Everyday Music Ignites All Areas of Child Development
My first-born turned out to be twins. Stepping into parenthood times two was overwhelming to say the least! I'd heard it all "Double Trouble", "You'll have your hands full", "I could never do twins!" I mean, they were right, having two babies to take care of at the same time was HARD! But the thing I wasn't prepared for, was the sheer amount of joy they would bring into my life! I like to tell people now that twins are double the work, but triple the blessings!
I would say that I probably spent the most amount of time reading, singing and playing with my boys. We had a blast together! We loved going to story time at the library and practicing the songs at home. We went to music class together, and would rock out to kids music in the car. I knew then, that music was important to a child's development, but I didn't fully comprehend all of the benefits that we were gaining because of it.
Benefits of Incorporating Music in Early Childhood:
- It helps the body and mind work TOGETHER! Music can stimulate parts of the brain that are related to reading, math, and emotional development.
- Music can improve your memory! "Further research has shown that participation in music at an early age can help improve a child's learning ability and memory by stimulating different patterns of brain development," says Maestro Eduardo Marturet, a conductor, composer and musical director for the Miami Symphony Orchestra.
- Singing encourages oral language skills. It can help us to learn the sounds and meaning of words. “When you look at children ages two to nine, one of the breakthroughs in that area is music’s benefit for language development, which is so important at that stage,” says Mary Luehrisen. While children come into the world ready to decode sounds and words, music education helps enhance those natural abilities.
- Moving to music develops children’s coordination, flexibility, self-expression, physical fitness, and natural sense of rhythm. Playing music for infants proves that, even at an early age, children sway, bounce, or move their hands in response to music they hear. Playing rhythm instruments strengthens eye–hand coordination and body awareness as children play high and low, slow and fast, and loudly and softly.
For toddlers and preschoolers, music making can be a dynamic social learning experience.
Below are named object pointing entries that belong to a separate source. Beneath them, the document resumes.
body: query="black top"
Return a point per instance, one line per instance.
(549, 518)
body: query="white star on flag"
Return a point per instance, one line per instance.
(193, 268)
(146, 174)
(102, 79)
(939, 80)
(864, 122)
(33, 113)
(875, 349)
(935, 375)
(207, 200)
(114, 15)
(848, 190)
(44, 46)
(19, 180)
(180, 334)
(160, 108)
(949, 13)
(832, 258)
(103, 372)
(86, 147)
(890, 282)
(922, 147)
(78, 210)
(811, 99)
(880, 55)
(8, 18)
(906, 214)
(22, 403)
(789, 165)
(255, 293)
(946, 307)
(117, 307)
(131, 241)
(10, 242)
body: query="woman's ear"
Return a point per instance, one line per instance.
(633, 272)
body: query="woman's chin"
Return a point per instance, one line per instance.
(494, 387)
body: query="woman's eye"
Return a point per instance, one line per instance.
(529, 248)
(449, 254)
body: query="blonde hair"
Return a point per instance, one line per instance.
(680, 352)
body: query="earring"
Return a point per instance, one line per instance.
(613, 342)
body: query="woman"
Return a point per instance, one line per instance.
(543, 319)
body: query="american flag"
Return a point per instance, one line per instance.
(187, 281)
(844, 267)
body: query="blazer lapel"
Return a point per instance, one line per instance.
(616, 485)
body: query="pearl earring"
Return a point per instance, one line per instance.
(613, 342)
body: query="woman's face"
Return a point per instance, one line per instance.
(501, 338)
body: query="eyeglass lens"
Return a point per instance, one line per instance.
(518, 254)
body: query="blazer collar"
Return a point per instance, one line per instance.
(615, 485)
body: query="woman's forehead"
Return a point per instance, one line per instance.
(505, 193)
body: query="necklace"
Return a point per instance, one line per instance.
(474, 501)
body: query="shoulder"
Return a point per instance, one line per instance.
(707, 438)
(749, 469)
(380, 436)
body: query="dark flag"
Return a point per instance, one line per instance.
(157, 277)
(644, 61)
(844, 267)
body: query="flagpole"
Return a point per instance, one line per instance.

This may include learning cooperation, sharing, compromise, creativity, and concentration - skills that become invaluable as they enter school, face new challenges, and begin to form new friendships and new social skills.
Music aids in relaxation and stress reduction. It can calm and soothe everyone from infants to adults.
Music enhances creativity!
Looking for easy ways to incorporate more music into your child's life? Sing with them! "Twinkle Twinkle Little Star", "The Itsy Bitsy Spider", "Old McDonald" are all simple enjoyable songs that kids love to sing. Make up songs and encourage them to do the same. My kids love it when we make up silly songs about their names. As they get older, we incorporate rhyming words into our games. Switch up the music on your playlist to include songs that are kid friendly. Trust me, there's a lot of annoying kid songs out there and "Let it Go" is starting to sound like nails on a chalk board, but there is a lot of great kids music as well that won't get on your nerves so much. I especially like Mr. Michael and Mr. Eric from "The Learning Groove". Laurie Berkner has some really fun songs, if you haven't heard her song "The Goldfish" you need to! For Halloween, we found a Hip Hop "Spooky Wheels on the Bus" that all of the kids got a kick out of. Your kids will love hearing songs geared for them, and you'll instantly be recognized with Rock Star Status when you do. Have impromptu dance parties. All kids love dancing, and they be thrilled seeing you dance too! Purchase or make your own musical instruments. You would be surprised how much entertainment a plastic bowl and a wooden spoon can provide! Sign them up for music classes! Mountaintop Learning has new sessions that start every month. Lastly, don't stress if your child doesn't sing or dance the same as their friends his/her age! All children are going to learn and express themselves uniquely. My twins are so different in the way they experience music. One of them literally bounced up and down when he heard music, he has always loved singing and FEELING the music. The other, would rarely sing out loud, would rather watch than participate in classes, but has always loved playing instruments and picking out the notes in a rigid, scientific way. There's no right or wrong way to experiencing music, what matters is taking the time to enjoy it.